Identity Assurance is made up of many different areas of work, as you’d expect of a complex programme. Whether they’re focused on business processes, security, commercial models, government standards or anything else, they all share the common goal of producing results that are actually fit for purpose. And the only effective way to ensure that is to test – continually – with real people in real situations. This helps us to learn what works and, just as importantly, what doesn’t.
At the Open Identity Exchange (OIX) meeting on 15th February we presented one of the first ‘alpha’ projects. It’s running in South Yorkshire and involves a number of collaborating organisations: O2, the South Yorkshire Credit Union, e@SY Connects (South Yorkshire Public Services Partnership) and a company from Canada called SecureKey. Each one of these organisations needs to invest in projects like this and find ways to address the challenges of trust, identity and authentication.
The aim of this particular alpha project is to test the theory that if you make it easy for people to establish their identity when accessing digital public services, people will choose to access them digitally rather than pick up the phone or go to a branch. However, as years of exploring the concepts has shown, making this happen is not simple. It requires a lot of different organisations to collaborate – because no single organisation is responsible for everything required to create a solution.

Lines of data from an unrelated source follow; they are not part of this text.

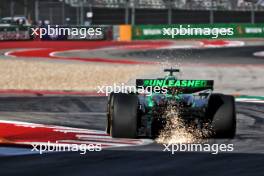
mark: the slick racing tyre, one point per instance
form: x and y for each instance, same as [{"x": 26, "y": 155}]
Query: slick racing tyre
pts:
[
  {"x": 222, "y": 113},
  {"x": 123, "y": 116}
]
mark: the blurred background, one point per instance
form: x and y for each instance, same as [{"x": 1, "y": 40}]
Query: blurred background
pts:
[{"x": 135, "y": 12}]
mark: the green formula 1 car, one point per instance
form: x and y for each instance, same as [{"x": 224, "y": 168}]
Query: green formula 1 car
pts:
[{"x": 135, "y": 114}]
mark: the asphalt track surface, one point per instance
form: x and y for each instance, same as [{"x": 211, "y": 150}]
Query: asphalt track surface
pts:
[{"x": 89, "y": 112}]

The presentation was about the initial phase of this alpha project which started in November. In terms of conclusions from this alpha it’s still very early days, but O2 have produced a video interviewing some of the participants here which gives a deeper insight into what it’s trying to achieve. We’ll be providing further updates at OIX meetings every 3 months or so.
We’ll also have similar presentations on other alpha projects that we’re running. You’ll be able to find dates for these meetings on the OIX website. They help us to get genuine insight into how digital services will actually be used, and that’s particularly important in making sure they’ll be useful and relevant for all areas of society.